Après Ronit Elkabetz et sa description de la société patriarcale, de l’hommage aux femmes, teinté d’humour et de dialogues bien sentis, après Zaza Urushadze et son film Mandarines qui soulignait l’importance de la rencontre, celle qui désamorce le conflit par le simple langage et regard de l’autre, une belle découverte ici, de portraits de femmes par l’actrice-réalisatrice libanaise Nadine Labaki qui dès la scène inaugurale nous pose le féminin comme moteur du film. On a l’habitude de cette image parfois énervante de femmes soumises mais garantes de l’entente familiale et du repos du guerrier, mais la réalisatrice apporte une légèreté et une sensibilité sans tomber dans le féminisme déplacé et en évitant le mélodrame, optant pour la dérision et l’optimisme.

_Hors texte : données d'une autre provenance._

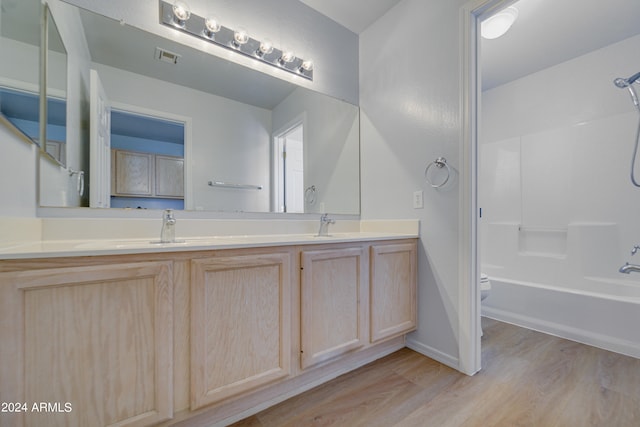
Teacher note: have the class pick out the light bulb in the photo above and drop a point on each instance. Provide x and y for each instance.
(307, 65)
(266, 47)
(287, 56)
(240, 37)
(213, 25)
(498, 24)
(181, 12)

Un pays en proie au conflit religieux, rappelant la guerre civile du liban dans les années 70, un petit village isolé, où musulmans et chrétiens vivent ensemble, mais où la menace rôde. Quelques événements vont vite inquiéter ces femmes qui devront faire preuve d’ingéniosité et de ruse pour casser les révoltes à venir. Bien sûr rien de bien nouveau si ce n’est de transposer ici ce qui peut exister ailleurs. Et c’est bien par le biais de la comédie et de cette réalité que nous, occidentaux ne connaissons finalement bien peu, qui confère à ce film à la fois son exotisme et son universalité.
Contraints par leur isolement, c’est autant le risque de la promiscuité que la sauvegarde de l’extérieur que montre la réalisatrice.
Oscillant entre fable burlesque et tragédie, la réalisatrice s’entoure d’acteurs inconnus, tous justes, de scènes chantées, de grandes envolées hystériques et caractérise le tout entre fantasme et réalité. Jouant sur les contrastes, elle en profite pour dénoncer quelques clichés de notre vision occidentale, notamment avec la venue de filles de l’est, que ces femmes à court d’arguments, paieront pour distraire leurs hommes, et appuie le décalage entre modernité et tradition, ou encore ce rapport à l’information et ses dérives, avec la scène de la télévision, risque de mauvaise influence et néfaste pour la tranquillité.
Des dialogues savoureux, des scènes décalées, de la douceur et de l’humanisme, où pourtant le tragique fait son entrée pour ne pas oublier que la ligne est bien ténue.
Un bel hommage à la solidarité, au respect de l’autre, et à l’absurdité des conflits où le final boucle la boucle et rejoint la scène d'introduction avec cette chorégraphie tragique pour ces « pleureuses » chantant et se dirigeant vers le cimetière -coupé en deux-. Même si le propos est appuyé par instants notamment dans la caractérisation des hommes, reste que les tons lumineux, la musique de Khaled Mouzannar, le rythme sans défaut et l’optimisme qui ressort, procurent un agréable moment de cinéma pour une belle façon de rire de ses propres malheurs à défaut de changer le monde.